A l’œuvre donc, ô sombre et pur esprit humain !
Debout ! Rhéteurs couchés dans les fleurs du chemin,
Sages assis sous les grands arbres de la route !
Empédocles de la connaissance, debout !
A l’horizon sanglant le volcan gronde et bout ;
Que vos pieds, secouant la poussière du doute,
Sans que tremblent les os ou blêmisse la chair,
Chaussent du héros mort les sandales de fer.
Vers le mont embrasé dont frissonnent les pentes,
Marchez ! L’impiété fut agréable aux dieux
De celui qui tenta ces sommets, dédaigneux
Des basaltes sifflants et des laves rampantes.
Et s’il a succombé sous un ciel ennemi,
Si les noirs soupiraux de l’abîme ont vomi
Sa cendre calcinée à la face des astres,
La Mémoire, inutile au deuil de tels désastres,
Ne saura pas vous dire, ô vivants d’aujourd’hui !
De quel suprême orgueil ses yeux mourants ont lui.
Seul, le Martyr est grand qu’un sort aveugle accable,
Et qui, les bras levés vers l’azur implacable,
Sachant que de son sang fécond devra germer
La semence à venir des hautes découvertes,
Se drape au flux vermeil de ses veines ouvertes,
Et, souffrant sans se plaindre, est mort sans blasphémer.
Mais, si sa volonté, par ses affres trahie,
Se sentit par le froid de l’angoisse envahie,
Ses fils pieux devront l’ignorer, et du moins,
S’il a faibli devant la révolte des choses,
Son sépulcre de feu n’a, sous ses voûtes closes,
Scellé qu’un désespoir digne de tels témoins.
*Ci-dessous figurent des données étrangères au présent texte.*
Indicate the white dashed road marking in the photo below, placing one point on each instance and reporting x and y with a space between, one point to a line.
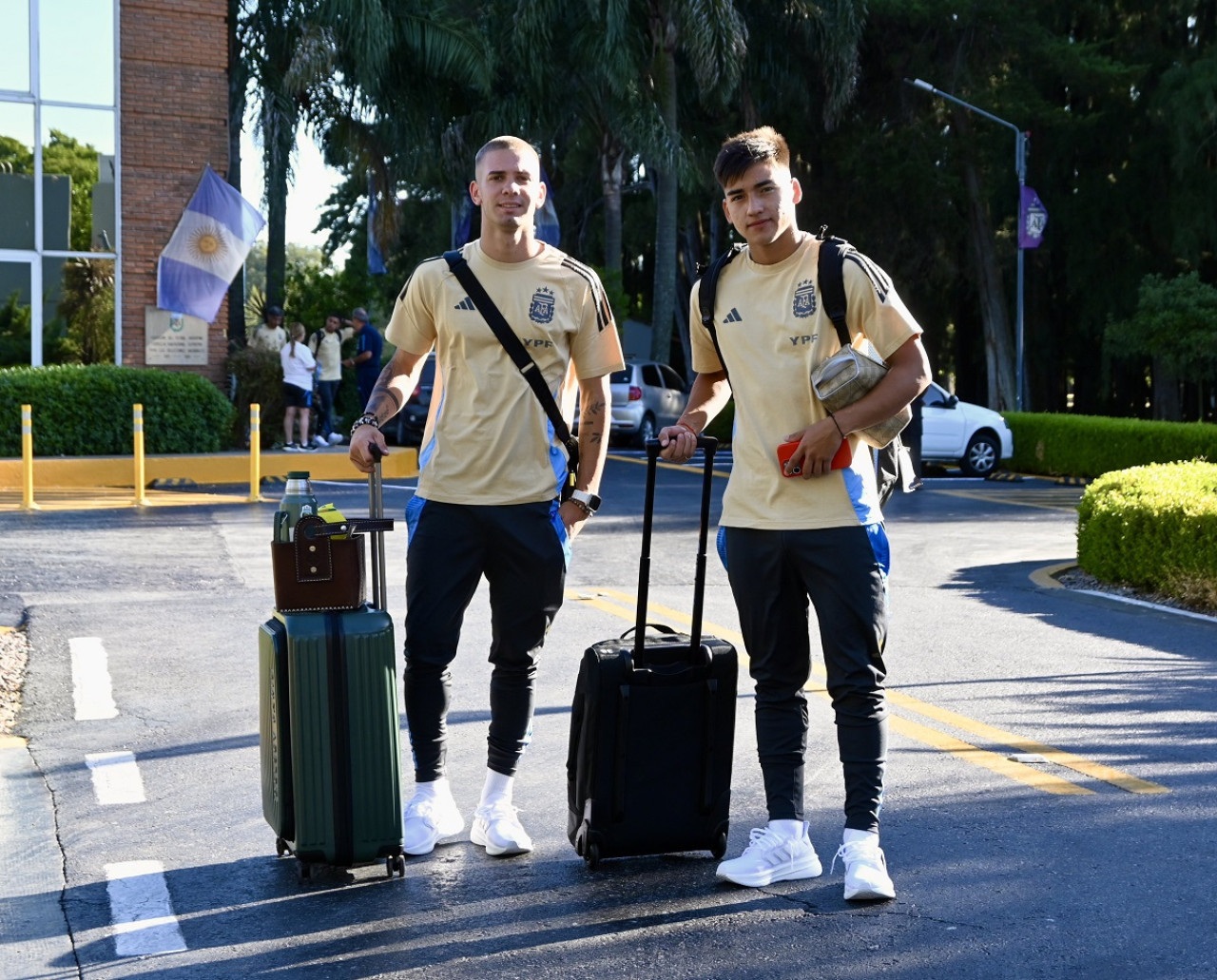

Le Héros à sa race a légué son exemple.
Mais le bûcher plus haut fait la pourpre plus ample :
La lyre antique avait sept voix, et sept flambeaux
Illuminaient jadis l’éther. Notre pensée,
Par le monde entrouvert à nos yeux dépassée,
Promet son nouveau ciel à des rythmes nouveaux.
A l’œuvre donc, ô sombre et pur Esprit de l’Homme !
A l’œuvre ! jusqu’au jour encore inaperçu,
Où, du possible en toi réalisant la somme,
Tu te reposeras dans l’infini conçu.
Tu sais que désormais l’unique récompense,
Qui t’attend dans les cieux du secret dévoilé,
Sera, dans le moment exact où ce qui pense
S’absorbera dans l’être à toi-même égalé,
L’arrêt instantané, sur le cadran du monde,
Du stylet, jusqu’alors impossible à fixer,
De qui le pas fatal, de seconde en seconde,
Mesure ton devoir et t’oblige à penser.
Et, délivré de l’âpre aiguillon qui te presse,
Du vouloir nécessaire et de l’effort moral,
Tu te confondras en l’immobile sagesse,
Total inconscient du savoir intégral.